In general, once a contagious illness has begun to spread into a new society with no natural immunity to it, preventing infection is almost impossible; the best goal of public health is to slow the spread of the illness. (Note, for example, the more recent attempts to combat the spread of the H1N1 flu.) In this case, the individuals involved did not realize that a new disease was spreading; consequently, individuals continued to travel and spread the disease, and health professionals failed to take full precautions to prevent disease transmission. A very high proportion of the first wave of SARS victims were therefore Asian nurses and doctors.
– Spread to Canada –
Once the disease had begun to spread to travellers in Hong Kong, its worldwide transmission was virtually assured. By April 2003, cases were beginning to appear in countries with the most widespread travel links to the Far East, such as Canada (which has a very high Chinese-Canadian resident population). In the rest of the developed world, Canada was the most serious affected country: in May, the height of its spread, thousands of suspected SARS cases were isolated in Canada, many of them nurses who had accidentally put themselves at risk of contracting it from their patients.
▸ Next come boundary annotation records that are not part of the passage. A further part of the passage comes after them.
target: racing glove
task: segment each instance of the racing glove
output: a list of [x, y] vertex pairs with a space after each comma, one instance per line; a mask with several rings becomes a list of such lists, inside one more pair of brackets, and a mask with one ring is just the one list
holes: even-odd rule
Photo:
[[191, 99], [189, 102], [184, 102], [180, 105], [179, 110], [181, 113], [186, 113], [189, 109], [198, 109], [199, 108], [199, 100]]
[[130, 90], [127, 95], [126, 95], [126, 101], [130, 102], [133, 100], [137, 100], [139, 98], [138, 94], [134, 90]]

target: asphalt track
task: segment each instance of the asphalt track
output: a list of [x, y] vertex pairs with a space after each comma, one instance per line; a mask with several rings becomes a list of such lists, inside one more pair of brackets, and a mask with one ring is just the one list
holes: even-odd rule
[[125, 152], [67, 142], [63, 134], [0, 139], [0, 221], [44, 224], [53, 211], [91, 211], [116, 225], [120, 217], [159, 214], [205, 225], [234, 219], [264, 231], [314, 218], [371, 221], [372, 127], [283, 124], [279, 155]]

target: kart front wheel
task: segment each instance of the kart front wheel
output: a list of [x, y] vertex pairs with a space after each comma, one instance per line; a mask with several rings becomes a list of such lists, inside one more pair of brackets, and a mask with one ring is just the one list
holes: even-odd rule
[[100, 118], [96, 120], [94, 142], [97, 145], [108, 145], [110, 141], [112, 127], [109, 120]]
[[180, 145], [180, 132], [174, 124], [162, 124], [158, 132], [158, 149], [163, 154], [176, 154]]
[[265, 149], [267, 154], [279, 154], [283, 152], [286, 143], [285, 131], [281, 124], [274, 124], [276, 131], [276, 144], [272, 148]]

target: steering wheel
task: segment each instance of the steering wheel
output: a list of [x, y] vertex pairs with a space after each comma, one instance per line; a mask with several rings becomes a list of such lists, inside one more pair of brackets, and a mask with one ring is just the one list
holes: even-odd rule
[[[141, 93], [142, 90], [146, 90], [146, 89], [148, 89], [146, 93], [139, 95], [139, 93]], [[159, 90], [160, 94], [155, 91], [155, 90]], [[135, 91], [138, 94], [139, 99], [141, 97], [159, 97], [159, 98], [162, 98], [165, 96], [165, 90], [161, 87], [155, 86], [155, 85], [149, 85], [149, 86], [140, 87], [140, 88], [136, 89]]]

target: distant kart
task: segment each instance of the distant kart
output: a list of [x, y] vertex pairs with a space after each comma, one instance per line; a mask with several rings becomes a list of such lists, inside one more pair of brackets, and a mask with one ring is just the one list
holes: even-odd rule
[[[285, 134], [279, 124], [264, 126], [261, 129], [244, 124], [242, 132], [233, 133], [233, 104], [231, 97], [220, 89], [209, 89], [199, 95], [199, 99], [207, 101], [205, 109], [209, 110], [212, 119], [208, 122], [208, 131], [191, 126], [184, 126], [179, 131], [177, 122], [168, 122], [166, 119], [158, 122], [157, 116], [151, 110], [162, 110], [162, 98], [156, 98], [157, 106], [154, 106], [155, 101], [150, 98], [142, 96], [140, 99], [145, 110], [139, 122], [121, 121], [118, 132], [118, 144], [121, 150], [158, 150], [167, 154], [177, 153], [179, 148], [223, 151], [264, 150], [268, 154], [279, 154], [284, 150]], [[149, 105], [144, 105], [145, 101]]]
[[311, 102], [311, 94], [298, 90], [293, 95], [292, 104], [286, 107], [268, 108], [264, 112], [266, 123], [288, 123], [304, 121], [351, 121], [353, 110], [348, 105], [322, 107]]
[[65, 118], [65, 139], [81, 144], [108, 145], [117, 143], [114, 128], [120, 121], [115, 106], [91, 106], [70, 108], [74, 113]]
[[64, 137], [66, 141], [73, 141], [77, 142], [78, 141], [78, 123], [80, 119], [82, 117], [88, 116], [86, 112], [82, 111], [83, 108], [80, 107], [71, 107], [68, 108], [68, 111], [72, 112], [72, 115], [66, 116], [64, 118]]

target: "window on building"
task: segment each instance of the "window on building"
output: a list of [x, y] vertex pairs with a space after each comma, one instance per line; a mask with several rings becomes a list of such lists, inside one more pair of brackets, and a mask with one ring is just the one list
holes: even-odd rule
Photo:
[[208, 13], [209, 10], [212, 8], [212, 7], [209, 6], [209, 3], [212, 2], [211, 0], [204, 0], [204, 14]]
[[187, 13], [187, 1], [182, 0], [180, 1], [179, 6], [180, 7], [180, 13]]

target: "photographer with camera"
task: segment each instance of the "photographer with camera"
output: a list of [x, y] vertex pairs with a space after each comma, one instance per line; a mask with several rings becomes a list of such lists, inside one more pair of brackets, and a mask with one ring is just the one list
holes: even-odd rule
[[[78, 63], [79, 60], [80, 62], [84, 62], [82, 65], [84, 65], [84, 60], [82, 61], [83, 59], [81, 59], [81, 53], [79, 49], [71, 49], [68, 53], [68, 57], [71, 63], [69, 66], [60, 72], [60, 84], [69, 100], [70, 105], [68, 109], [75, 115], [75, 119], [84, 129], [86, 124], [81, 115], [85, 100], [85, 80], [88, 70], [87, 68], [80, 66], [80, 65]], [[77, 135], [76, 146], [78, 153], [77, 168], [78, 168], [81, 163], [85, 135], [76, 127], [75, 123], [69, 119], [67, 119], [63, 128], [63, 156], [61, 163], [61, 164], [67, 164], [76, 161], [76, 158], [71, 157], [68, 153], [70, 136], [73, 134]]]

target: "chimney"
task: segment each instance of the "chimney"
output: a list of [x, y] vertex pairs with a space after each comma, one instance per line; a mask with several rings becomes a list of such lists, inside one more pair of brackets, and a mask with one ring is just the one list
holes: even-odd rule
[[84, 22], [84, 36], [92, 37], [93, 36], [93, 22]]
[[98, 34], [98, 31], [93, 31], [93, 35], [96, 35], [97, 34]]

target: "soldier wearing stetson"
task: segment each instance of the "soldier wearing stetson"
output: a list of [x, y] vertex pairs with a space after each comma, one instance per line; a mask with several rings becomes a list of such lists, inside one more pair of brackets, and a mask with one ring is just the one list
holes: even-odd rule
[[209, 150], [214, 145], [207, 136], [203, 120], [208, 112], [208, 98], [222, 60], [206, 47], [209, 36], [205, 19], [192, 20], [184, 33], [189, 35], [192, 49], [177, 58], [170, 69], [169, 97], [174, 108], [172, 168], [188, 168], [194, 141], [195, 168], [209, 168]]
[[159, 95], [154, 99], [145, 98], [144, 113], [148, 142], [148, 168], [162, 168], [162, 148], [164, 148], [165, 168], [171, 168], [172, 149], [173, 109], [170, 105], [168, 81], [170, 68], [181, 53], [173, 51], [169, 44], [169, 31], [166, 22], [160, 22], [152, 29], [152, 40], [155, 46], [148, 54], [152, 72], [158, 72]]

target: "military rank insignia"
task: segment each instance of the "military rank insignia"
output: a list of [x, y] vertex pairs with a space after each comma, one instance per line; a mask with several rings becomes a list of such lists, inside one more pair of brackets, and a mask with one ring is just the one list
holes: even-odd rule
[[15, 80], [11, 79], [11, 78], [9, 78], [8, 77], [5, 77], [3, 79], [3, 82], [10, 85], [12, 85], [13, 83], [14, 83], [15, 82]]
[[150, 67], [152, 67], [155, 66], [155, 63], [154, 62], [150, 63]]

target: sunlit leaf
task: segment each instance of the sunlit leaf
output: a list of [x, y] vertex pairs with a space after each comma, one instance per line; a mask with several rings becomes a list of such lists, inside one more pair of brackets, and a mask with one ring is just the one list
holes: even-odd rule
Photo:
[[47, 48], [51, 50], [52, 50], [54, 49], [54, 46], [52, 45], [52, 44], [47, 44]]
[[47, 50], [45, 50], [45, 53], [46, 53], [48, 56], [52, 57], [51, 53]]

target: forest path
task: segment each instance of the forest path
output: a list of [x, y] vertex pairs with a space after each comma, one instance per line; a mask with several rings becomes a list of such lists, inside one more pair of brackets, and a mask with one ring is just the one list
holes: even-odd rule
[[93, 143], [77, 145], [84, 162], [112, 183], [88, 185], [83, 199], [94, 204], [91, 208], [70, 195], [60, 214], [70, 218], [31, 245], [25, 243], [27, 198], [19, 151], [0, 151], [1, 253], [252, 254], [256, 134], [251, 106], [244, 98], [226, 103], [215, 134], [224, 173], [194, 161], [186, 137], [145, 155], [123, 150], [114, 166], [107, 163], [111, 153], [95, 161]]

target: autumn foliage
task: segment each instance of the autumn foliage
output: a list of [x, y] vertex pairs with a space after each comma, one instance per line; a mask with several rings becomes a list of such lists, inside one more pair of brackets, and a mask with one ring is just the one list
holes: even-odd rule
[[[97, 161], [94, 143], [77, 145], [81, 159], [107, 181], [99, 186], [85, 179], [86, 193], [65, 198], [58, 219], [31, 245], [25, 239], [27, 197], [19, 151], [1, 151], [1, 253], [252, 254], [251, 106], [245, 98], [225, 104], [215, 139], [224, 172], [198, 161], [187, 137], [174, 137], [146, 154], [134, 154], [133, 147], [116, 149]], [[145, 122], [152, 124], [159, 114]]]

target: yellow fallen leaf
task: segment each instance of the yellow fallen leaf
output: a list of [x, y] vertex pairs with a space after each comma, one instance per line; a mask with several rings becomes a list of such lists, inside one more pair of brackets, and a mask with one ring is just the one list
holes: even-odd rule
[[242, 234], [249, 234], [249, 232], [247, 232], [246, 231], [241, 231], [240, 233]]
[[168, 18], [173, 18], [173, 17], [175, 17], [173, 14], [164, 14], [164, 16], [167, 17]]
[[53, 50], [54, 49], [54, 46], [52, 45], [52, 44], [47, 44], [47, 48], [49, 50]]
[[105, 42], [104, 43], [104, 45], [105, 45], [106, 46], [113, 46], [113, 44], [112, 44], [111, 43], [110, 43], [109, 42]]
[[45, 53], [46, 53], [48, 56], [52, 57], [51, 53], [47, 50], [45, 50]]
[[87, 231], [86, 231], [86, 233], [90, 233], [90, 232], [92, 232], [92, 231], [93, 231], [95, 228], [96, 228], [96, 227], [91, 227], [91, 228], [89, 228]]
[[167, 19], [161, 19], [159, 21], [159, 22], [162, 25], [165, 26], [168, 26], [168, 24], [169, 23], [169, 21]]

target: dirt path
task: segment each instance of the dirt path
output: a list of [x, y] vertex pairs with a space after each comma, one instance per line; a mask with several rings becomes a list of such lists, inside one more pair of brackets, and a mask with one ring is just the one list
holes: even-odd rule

Fortunately, most of these cases never developed SARS; however, of the roughly 250 confirmed cases in Canada, 44 died, yielding a disturbingly high casualty rate of nearly 20% (twice the overall official fatality figure). The next most affected countries were Taiwan and Singapore. Although several Americans contracted the disease while travelling in Asia, just 27 are known to have acquired it in the U.S. itself, and none of these were killed.
– Containment –
Fortunately, outside of unprotected medical settings, SARS proved relatively uncontagious despite the initial warning signs in rural China. As a result, the disease was contained, although not before the World Health Organization began to take emergency measures, such as warning travellers away from potential disease hotbeds like Hong Kong, China, and Toronto, Canada. By the end of 2003, the rate of new cases had effectively dropped to zero. After near-panic, global public health cooperation had succeeded in containing the epidemic.
This does not mean that SARS is gone, however. It presumably – like most other viruses – mutated from another virus found in the wild in some other mammalian species, or possibly birds. Moreover, no vaccine was developed before the disease was vanquished. Consequently, it is plausible that the disease could stage a recurrence. If it did, humans would really have no more effective defences against it than we did in 2003.